Cambridge Analytica违规使用Facebook数据的丑闻提醒人们,个人信息不仅仅对于网络犯罪分子来说具有价值。在许多情况下,个人数据是人们为获得产品或服务所支付的价格,例如使用“免费”浏览器、“免费”电子邮件帐户、“免费”社交网络账户等。但并非都是如此。如今,我们已经逐渐被智能设备包围,这些设备可以收集我们生活的细节。今年早些时候,一名记者将她的公寓变成了智能家居设备组成的公寓,以便衡量这些设备的厂商所收集的数据量。由于我们通常会为这类设备付费,因此数据的收集很难被视为使用这些服务所要支付的价格。

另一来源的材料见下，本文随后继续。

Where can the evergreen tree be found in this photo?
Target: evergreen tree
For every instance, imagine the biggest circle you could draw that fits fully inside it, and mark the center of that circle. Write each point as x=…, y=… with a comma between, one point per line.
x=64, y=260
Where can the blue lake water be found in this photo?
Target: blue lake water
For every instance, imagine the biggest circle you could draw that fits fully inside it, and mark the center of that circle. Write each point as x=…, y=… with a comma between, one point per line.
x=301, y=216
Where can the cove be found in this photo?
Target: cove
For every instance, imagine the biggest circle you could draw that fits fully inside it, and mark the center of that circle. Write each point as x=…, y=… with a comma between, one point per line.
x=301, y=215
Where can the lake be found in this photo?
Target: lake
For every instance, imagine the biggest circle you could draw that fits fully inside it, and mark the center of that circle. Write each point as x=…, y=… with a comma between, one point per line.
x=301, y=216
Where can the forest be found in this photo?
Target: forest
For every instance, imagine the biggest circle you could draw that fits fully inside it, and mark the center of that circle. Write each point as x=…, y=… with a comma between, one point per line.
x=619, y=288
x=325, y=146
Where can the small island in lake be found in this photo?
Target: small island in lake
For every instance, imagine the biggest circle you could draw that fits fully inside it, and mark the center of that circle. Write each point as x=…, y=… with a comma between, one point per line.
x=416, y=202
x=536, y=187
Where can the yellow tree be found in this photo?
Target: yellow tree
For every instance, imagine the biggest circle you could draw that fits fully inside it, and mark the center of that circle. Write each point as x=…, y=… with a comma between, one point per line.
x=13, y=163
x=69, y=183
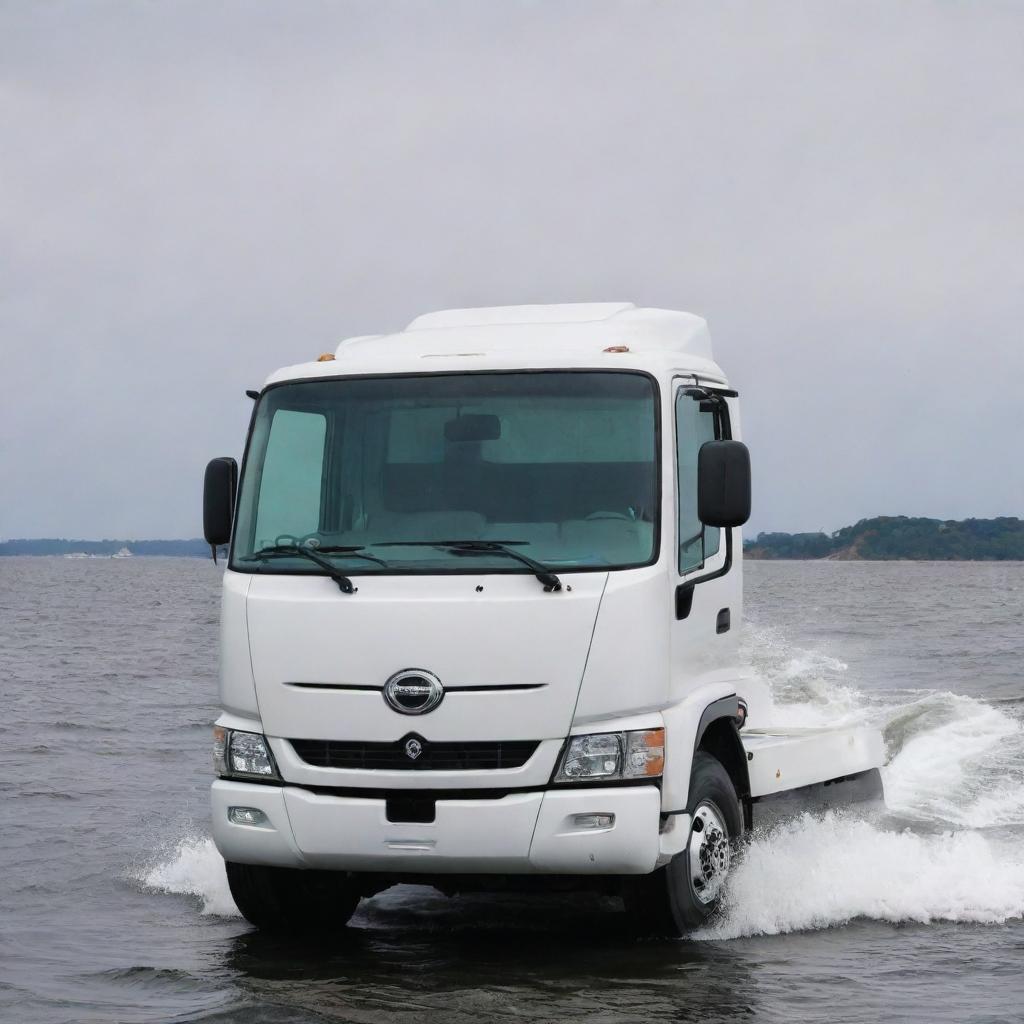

一些数据泄露事件的发生,导致受影响的公司遭受罚款(例如,英国信息专员办公室对Equifax和Facebook进行了罚款)。然而,这些罚款都是在欧盟通用数据保护条例(GDPR)正式生效之前进行的,在该法案生效后,针对任何严重违规行为的处罚力度可能要大得多。
当然,不存在100%的安全性。但是任何持有个人数据的组织都有责任采取有效措施来保护这些个人数据。如果因违规行为导致个人数据被盗,那么公司应该及时提醒客户,从而使客户能够采取有效措施来尽可能降低受到的损害。
作为普通用户,我们无法采取措施来防止厂商的数据泄露,但可以加强我们的帐户安全,特别是针对每个帐户使用不同的密码,同时开启双因素身份认证。